CAPE TOWN — According to a National Geographic article, dated January 2015, there were 5.25trn pieces of plastic debris in the ocean. Of that mass, 269,000 tons float on the surface, while some four billion plastic microfibres per square kilometre litter the deep. Five Asian countries are reported by Scientific American to be responsible for over half the globe’s sea-dumped plastic waste.

Here’s the rub; ten rivers, eight of which are from Asian countries, many of them bordering on our Indian Ocean, dump 90% of plastic waste into the world’s seas. The Indian Ocean garbage patch, discovered in 2010, is estimated to be some five million square kilometres – larger than Europe. This is the context for the measures suggested below for Africa to step up and help tackle the crisis. The author suggests pragmatic measures Africa could implement to counter the plastic tsunami and highlights those countries leading the way. Kenya fines people selling or using plastic bags up to $40,000 and/or imposes a four-year jail sentence, Rwanda, Mauritania and Morocco have also banned plastic bags. We in South Africa seem pre-occupied with land ownership and corruption – perhaps it’s time some parties include pollution-combatting measures in their election manifestos. First published on the Institute of Security Studies website. – Chris Bateman

By Mohamed Daghar*

The Western Indian Ocean, comprising nine African countries and Réunion (an island under France), has a 10,000 km stretch of coastline with crystal clear waters and rich coral reefs. But these marine and wildlife ecosystems, which are interdependent with the health, food security and national economies of over 200m people, are polluted with tons of plastic litter. All countries littoral to the Indian Ocean are affected, not just those along the coast.

A 2017 report by Ocean Conservancy claims that just five Asian countries are responsible for over half the globe’s sea-dumped plastic waste. Another study by Scientific American states that a mere 10 rivers, eight of which are from Asian countries, some of which border the Indian Ocean, dump 90% of primarily plastic waste into those waters. Over 40 countries border this ocean including the African coastal belt countries from Egypt to South Africa.

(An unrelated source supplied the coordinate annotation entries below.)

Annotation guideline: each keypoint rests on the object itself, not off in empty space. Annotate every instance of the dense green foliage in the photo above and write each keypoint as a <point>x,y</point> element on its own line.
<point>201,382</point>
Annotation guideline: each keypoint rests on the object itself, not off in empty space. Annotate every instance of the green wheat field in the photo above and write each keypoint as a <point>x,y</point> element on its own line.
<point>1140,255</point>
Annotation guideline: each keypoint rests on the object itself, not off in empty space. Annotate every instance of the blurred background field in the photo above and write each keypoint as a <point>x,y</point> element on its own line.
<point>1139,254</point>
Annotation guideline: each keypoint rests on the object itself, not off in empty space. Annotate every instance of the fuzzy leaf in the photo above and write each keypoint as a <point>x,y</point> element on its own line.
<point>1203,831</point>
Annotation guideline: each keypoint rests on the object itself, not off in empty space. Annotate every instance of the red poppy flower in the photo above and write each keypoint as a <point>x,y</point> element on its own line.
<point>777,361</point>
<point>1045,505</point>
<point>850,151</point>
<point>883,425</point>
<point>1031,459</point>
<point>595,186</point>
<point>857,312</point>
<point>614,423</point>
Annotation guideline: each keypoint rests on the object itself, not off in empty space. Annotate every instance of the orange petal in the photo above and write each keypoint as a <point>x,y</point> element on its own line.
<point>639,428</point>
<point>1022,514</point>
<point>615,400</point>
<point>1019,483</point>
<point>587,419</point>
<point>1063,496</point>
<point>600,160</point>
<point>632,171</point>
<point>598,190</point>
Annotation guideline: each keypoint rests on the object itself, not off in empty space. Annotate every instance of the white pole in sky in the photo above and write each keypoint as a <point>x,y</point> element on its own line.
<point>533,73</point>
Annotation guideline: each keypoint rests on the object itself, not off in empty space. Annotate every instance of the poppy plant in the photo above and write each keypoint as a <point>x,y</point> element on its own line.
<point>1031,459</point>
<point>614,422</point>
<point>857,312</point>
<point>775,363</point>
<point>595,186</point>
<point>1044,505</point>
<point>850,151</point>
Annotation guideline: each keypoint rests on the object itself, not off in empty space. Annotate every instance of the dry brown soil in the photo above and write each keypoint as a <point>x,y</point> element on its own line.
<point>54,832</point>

Mega cities like Mumbai and upcoming ones like Dar es Salaam neighbour the Indian Ocean. The rise of industries in these cities has resulted in population growth. This expanding population, and the increase in plastic waste produced by local industries, contribute to more waste generation.

Because most companies prioritise cost cutting, some industries along this coast do not conform to proper plastic waste disposal methods. Countries directly affected by plastic pollution also don’t have adequate legislation to prevent or mitigate the problem.

Discovered in 2010, the Indian Ocean garbage patch is a bit like an oceanic version of a landfill. It remains dynamic and its actual size and borders are unknown as it is not a solid island of garbage that can be observed from the air. However it is estimated to be about five million square kilometres – slightly more than the size of the EU member countries combined.

Most waste dumped in the Indian Ocean ends up at this patch. A 5 Gyres Institute project collected water samples over a part of the garbage patch – a stretch of around 5,000 km between Perth in Australia and Port Louis in Mauritius. The co-founder of the institute, Markus Eriksen, termed the pollution in the samples as a thin ‘soup of micro-particles’ which largely include plastics. They affect the sealife ecosystem, but also the fish and seafood we consume.

The Group of Experts on the Scientific Aspects of Marine Environmental Protection – an advisory body to the UN – says there’s a major knowledge gap on the effects of micro-plastics to human consumers and that attention must be paid to the potential threat to food security. It is probable that some seafood platters include plastic micro-particles.